Looking back through the programme that year, there were the usual pretty ‘Waltz of The Flowers’-type of items for my ballet students. But I must have been on fire with my new insights, because I also choreographed these dances: Here are the programme notes. Make of them what you will.
“Magic mirror” – this one had a young girl who kept coming back a few times to look in the magic mirror at the carnival (it was a clever one-way mirror, which when lit from the front showed her reflection, and then when lit from behind, showed someone else standing there.) Depending on what appeared to be her reflection, what she seemed to be in the mirror, she went off and became that person. Yeah, I know …. Deep. (Have you ever reflected on what was mirrored back to you as a child? What if you had been told that you were hopeless? Or that you were wonderful? Or that you could do absolutely anything you wanted? Or that you should not get too big for your boots or be too conspicuous? Or ….. I wonder what else was or could have been mirrored to you, and I wonder if you’re still holding that same image of yourself? For me, I feel that I’ve maintained and cherished the very best bits I was given, and created new aspects of my self-image that are a ‘better fit’ for me.
Another item on the ballet concert programme was called “Trusting’”–
‘The self-reliant ‘people-ponies’ find that the magic begins when they finally trust their drivers to guide their journey.’ This ‘sweet little fantasy story’ had the kids dressed as ponies. Once they gave up their resistance to being driven, they turned into magical unicorns. Pretty cute. (! ? ! )

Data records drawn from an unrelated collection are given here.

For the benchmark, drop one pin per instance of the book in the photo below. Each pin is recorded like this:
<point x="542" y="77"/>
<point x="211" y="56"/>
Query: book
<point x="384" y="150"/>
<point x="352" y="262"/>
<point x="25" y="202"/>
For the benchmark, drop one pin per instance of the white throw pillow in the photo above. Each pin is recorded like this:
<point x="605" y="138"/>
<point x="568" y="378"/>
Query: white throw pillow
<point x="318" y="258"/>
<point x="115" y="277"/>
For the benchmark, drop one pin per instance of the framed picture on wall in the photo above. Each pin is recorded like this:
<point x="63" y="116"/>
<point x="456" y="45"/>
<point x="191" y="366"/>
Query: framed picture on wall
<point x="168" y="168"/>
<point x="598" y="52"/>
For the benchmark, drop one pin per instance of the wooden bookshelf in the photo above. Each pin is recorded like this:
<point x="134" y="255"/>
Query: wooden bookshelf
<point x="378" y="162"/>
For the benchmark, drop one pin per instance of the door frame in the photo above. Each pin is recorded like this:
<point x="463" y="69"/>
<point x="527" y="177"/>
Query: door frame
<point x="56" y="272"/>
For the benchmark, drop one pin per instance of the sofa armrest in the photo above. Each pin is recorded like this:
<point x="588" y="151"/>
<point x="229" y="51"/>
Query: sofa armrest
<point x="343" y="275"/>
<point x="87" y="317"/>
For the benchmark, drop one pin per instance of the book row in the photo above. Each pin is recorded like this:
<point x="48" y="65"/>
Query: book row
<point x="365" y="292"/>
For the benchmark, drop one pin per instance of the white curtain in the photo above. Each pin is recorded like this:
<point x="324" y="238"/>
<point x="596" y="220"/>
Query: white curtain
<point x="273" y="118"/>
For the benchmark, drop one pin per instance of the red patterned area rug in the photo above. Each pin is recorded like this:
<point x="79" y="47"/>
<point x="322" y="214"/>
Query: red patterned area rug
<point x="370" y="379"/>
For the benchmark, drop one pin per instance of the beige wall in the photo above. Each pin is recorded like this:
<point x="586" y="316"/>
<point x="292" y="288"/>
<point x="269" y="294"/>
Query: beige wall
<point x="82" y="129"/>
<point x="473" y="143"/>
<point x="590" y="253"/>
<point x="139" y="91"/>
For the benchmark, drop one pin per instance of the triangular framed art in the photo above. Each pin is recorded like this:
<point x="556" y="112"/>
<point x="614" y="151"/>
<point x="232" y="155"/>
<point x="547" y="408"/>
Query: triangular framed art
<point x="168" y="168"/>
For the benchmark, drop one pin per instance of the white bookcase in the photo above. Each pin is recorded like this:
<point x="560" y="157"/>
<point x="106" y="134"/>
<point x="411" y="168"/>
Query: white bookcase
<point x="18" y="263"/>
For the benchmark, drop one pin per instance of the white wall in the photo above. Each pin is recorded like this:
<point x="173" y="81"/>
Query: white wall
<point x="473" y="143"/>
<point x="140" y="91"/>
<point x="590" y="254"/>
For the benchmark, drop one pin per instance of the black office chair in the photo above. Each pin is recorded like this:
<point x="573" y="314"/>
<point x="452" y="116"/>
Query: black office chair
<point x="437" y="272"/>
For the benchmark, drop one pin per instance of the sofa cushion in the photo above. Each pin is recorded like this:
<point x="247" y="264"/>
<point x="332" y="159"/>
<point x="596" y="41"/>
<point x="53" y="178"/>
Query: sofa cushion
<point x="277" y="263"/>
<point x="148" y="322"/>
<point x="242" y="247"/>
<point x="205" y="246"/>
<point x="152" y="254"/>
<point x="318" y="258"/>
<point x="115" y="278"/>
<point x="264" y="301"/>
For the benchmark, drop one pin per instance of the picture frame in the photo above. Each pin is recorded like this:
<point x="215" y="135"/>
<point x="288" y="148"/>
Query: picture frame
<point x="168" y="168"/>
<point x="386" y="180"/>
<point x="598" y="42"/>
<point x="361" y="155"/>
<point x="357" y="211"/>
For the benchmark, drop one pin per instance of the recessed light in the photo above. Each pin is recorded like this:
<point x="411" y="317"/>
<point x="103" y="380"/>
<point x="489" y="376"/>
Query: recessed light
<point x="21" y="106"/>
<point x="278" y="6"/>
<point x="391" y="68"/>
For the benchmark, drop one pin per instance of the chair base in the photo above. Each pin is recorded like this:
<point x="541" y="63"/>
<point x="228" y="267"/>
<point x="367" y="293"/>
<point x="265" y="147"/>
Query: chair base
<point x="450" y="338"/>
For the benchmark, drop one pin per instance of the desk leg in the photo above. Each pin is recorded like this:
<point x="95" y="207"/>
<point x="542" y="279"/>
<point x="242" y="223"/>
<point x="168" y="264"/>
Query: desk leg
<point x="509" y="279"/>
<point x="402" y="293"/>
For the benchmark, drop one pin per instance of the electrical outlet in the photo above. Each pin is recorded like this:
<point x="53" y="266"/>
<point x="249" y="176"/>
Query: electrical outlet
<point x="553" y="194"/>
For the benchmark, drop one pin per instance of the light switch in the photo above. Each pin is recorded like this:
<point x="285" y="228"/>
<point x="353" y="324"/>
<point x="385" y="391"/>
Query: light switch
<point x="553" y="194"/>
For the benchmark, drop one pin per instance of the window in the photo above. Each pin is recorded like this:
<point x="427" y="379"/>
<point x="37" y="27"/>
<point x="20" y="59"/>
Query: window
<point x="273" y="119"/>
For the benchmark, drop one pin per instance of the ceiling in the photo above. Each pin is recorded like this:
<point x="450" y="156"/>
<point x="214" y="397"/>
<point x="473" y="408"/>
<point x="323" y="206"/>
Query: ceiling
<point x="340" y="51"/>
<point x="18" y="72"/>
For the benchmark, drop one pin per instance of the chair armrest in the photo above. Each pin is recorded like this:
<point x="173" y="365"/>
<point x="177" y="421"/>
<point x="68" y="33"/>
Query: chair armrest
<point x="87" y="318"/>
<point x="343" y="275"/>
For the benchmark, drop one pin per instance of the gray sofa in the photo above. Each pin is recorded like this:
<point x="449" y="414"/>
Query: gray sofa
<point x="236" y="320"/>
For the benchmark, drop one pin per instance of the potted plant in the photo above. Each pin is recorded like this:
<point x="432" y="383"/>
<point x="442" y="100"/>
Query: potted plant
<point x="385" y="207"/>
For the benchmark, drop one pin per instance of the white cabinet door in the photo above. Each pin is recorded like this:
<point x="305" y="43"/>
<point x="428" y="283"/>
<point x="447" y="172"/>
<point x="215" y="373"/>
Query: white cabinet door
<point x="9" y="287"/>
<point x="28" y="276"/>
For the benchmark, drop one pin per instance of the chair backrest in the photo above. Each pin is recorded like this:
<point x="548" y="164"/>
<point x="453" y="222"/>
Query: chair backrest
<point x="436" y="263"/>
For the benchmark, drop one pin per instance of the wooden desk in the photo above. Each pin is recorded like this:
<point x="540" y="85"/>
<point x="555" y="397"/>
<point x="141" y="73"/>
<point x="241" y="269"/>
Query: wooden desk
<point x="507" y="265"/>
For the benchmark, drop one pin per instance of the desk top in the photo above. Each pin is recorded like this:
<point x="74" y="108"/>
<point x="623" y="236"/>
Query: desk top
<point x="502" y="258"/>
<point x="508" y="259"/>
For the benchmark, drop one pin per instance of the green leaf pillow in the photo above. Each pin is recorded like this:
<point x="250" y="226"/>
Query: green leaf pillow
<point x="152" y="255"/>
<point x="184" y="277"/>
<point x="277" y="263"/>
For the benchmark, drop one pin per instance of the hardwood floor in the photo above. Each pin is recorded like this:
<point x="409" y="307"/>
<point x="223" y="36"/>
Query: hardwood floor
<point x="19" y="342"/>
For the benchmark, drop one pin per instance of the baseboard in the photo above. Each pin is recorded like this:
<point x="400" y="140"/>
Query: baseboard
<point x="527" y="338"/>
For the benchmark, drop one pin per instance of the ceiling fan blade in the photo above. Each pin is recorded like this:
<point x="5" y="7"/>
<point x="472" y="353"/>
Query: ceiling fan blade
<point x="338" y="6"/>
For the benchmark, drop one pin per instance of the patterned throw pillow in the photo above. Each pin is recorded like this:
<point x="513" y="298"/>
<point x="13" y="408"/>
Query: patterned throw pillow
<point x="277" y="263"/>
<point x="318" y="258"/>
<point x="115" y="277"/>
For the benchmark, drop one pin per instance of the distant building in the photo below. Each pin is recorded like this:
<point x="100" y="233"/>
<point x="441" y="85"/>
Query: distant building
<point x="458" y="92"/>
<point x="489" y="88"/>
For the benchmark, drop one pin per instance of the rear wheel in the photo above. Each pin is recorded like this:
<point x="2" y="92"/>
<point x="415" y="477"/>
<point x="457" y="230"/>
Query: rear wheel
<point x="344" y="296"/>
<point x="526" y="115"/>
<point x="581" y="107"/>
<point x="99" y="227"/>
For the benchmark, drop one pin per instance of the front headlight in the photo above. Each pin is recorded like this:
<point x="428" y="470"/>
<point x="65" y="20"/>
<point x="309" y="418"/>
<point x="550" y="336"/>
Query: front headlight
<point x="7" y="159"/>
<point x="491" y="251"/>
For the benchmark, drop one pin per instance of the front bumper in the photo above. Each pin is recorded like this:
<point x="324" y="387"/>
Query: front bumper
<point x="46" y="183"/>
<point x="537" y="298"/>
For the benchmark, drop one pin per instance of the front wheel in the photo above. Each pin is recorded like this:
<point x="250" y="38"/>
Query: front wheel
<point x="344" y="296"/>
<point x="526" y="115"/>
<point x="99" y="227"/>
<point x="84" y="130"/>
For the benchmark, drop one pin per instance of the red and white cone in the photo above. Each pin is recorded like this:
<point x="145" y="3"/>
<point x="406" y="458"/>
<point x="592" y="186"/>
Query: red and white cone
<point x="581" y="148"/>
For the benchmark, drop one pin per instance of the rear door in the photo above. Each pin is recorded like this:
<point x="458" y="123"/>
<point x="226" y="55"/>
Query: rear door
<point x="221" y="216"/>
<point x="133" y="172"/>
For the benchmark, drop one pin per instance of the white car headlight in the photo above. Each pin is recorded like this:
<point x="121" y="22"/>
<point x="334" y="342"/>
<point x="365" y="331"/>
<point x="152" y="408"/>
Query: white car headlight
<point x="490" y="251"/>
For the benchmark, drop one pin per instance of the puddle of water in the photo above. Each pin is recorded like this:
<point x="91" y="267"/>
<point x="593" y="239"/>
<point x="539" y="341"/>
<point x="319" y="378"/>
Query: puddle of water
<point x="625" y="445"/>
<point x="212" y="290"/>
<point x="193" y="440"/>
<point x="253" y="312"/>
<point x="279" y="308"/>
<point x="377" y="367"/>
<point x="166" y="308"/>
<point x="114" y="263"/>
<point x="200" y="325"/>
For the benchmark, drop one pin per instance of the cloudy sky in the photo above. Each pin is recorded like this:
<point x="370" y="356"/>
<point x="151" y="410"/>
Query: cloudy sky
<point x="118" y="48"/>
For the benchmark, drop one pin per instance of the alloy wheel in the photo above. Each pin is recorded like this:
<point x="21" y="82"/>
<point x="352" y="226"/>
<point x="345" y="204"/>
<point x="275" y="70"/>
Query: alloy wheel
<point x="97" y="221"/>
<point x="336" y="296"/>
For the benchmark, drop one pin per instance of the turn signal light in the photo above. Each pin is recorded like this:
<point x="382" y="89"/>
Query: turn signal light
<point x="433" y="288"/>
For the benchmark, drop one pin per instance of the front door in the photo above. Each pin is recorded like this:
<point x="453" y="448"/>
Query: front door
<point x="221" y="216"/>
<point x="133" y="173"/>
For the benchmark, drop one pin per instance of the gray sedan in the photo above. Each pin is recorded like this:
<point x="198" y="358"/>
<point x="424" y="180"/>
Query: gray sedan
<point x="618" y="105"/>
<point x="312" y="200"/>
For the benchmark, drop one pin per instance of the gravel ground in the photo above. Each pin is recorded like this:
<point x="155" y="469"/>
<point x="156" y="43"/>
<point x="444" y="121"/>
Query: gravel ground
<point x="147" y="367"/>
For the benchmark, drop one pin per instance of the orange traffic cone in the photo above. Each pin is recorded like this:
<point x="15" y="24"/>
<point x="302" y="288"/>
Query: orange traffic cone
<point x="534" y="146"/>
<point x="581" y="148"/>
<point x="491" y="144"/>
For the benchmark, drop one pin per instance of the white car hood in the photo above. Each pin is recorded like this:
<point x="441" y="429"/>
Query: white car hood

“Anything is Possible” – I used a song by Davies/Kretschmer, and quoted these lyrics: “Hey, yeah, I never could explain we’re all playing a game we never could win ….. We just wander all over the same old ground. Oh, I had the strangest dream and you shook your head and you looked at me and you said, ‘Open your eyes and maybe you will see ….’ Anything is possible in this world.” I seem to remember that in this dance I had some ‘toughies’ who turned into soft, gentle people when reunited with their childhood teddies, and some ‘bowls-ladies’ who kicked up their heels and became can-can dancers and did the splits. Pretty funny !
Then there was a dance that I had originally choreographed at the tender age of seventeen, when my own ballet teachers encouraged a few of us to choreograph. It was about two people with totally different styles (Classical and Jazz Ballet) having a dance-argument about their way being better. They flatly refused to have anything to do with each other, until finally they started to see some common ground. The last part had them still dancing their own unique style, but complementing each other’s movements at every turn. At the time, in my teens, I called it “The Compromise”.
For this revival of my dance, and with greater maturity under my belt now in my 30’s, I renamed it “Acceptance”.